A post-merger financial analysis of United Federal Credit Union.


In today’s market there is no shortage of motivations – diminishing membership, a fragile economy, retiring management, and general financial distress, just to name a few – that might compel a credit union to look for a merger partner. For whatever reason the institution is simply no longer sustainable, and the structure of the National Credit Union Share Insurance Fund (NCUSIF) oftentimes makes it easier for two credit unions to merge rather than for a healthier credit union to conserve a weaker one and slowly wind down its assets.

Mergers can be opportunistic. For example, two institutions decide they would be greater as one. Mergers can be solely for legal purposes. For example, several credit union groups, including Affinity Group and Self-Help Federal Credit Union, operate structurally as a single entity for compliance and reporting processes, yet the individual institutions within these models maintain separate credit union branding.

A credit union undergoes a merger to improve its standing and, more importantly, its members’ standing. Without improved member value, there is little that is sustainable or beneficial about a merger. Given this sentiment, is it possible to objectively measure the success of a merger?

United has grown through both organic means and through merging or acquiring other institutions. In 2006, the merger of the nearly equal United Federal Credit Union and First Resource Federal Credit resulted in a larger United Federal Credit Union. In 2010, United acquired a struggling Clearstar Financial Credit Union. Is it possible to quantify the increased value of United Federal Credit Union’s membership after two mergers in six years? Are the benefits of belonging to the surviving institution substantially better?

The chart below looks at United after both of the growth events and highlights 15* of the 18 key metrics that comprise Callahan & Associates’ Return of the Member index. For each of the events, the values of the 15 metrics reflect whether the relative value increased or decreased. An increase in most of these metrics reflects better value for the member; however, increases in yield on loans and fee income per member is a NEGATIVE shift from the member perspective. United Federal and First Resource Federal completed the 2006 merger in the fourth quarter. United completed the 2009 acquisition of Clearstar in the third quarter. To account for seasonality and integration, each of the metrics below is based on June data.
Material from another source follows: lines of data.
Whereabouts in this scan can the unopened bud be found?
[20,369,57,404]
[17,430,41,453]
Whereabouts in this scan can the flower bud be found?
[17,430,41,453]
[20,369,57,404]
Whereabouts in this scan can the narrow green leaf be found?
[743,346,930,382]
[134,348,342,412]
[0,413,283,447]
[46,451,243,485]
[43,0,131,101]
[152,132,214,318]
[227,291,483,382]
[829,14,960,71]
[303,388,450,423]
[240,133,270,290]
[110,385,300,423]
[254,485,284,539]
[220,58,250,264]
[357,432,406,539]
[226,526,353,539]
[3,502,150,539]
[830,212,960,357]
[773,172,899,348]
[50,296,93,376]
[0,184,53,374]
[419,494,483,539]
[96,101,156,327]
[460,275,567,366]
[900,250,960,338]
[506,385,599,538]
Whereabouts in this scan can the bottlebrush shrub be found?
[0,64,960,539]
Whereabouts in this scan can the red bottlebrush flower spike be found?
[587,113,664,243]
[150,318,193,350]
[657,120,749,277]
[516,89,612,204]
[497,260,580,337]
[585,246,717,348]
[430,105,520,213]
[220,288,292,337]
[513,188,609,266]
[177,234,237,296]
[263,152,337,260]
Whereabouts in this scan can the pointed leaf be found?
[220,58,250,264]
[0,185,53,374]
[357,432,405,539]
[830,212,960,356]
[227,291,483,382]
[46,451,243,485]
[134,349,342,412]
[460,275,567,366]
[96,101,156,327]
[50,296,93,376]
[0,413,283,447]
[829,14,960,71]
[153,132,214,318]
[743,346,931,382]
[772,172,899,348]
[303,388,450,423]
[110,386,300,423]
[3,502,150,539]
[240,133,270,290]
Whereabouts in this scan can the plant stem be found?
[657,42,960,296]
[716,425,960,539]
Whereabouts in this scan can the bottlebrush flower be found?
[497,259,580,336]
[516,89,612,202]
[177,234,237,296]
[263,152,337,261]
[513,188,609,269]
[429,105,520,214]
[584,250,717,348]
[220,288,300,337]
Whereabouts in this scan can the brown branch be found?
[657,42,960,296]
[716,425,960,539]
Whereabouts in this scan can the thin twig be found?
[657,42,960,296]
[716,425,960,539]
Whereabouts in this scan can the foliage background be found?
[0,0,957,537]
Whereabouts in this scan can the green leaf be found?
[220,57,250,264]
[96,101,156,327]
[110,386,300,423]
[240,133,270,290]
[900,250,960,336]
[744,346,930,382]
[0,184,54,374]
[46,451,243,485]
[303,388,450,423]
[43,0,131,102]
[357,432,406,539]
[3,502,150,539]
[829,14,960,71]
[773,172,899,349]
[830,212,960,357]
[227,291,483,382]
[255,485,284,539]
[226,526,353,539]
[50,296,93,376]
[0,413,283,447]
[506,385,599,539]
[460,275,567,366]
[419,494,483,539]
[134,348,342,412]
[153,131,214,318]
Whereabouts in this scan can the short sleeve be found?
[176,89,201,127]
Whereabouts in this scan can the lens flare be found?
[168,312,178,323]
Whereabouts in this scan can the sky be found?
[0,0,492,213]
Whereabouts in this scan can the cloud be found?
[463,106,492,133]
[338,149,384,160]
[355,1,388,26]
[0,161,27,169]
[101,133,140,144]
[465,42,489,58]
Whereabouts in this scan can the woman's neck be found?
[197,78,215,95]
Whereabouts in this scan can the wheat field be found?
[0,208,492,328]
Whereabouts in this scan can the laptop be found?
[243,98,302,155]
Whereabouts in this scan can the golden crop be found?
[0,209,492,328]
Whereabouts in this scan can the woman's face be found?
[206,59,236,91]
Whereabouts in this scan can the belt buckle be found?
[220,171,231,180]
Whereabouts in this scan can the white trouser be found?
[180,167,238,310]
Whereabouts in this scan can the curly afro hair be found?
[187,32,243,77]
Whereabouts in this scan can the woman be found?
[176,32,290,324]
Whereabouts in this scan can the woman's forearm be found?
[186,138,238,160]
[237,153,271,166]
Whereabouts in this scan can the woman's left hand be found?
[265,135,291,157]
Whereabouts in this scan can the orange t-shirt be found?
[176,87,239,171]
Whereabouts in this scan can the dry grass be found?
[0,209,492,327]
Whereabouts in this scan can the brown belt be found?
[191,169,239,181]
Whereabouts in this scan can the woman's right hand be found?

  • Dividends/income has decreased sharply since the first merger; however, the current record-low interest rate environment plays a major role here. The value – 15.2% – is only slightly less than the peer average of 17.8%.
  • The average share balance decreased after the first merger and increased after the second merger, indicating an overall shift in the portfolio. One institution might have had a concentration of low-balance core deposits, which would drive down the average balance. The second might have had more high-balance accounts, such as share certificates or IRAs.
  • The average number of share accounts per member decreased after the first merger, increased suddenly just prior to the second acquisition, and have since fallen again. Note, today’s average is in line with peer credit unions.
  • The current lending environment is responsible for the drop in the loans + servicing portfolio-to-shares ratio. United’s value is still higher than its peers as of June 30, 2011.
  • Notably, the yield on average loans fell after each of the mergers. Although this is partially a product of the rate environment, it also indicates members might be getting better rates in the surviving institution.
  • United is a strong lender, and originations on a per-member basis have increased each year, except in 2007.
  • United’s members use the credit union’s products and services. A slight, post-merger decline in share draft penetration is expected as the surviving institution removes old or inactive accounts. A large decline, which is not the case here, is a sign that members of the acquired credit union are leaving.
  • Changes in United’s overall loan portfolio have caused loan penetration figures, including auto and credit card, to fluctuate. These rates should increase over time as the credit union approaches members with the availability of new or improved products.
  • Year-to-date fee income is a key area of member value, and it was lower after each of the growth events.

*The three missing metrics – three-year average share growth, three-year average loan growth, and three-year average member growth – do not demonstrate improved member value because any merger automatically increases these metrics.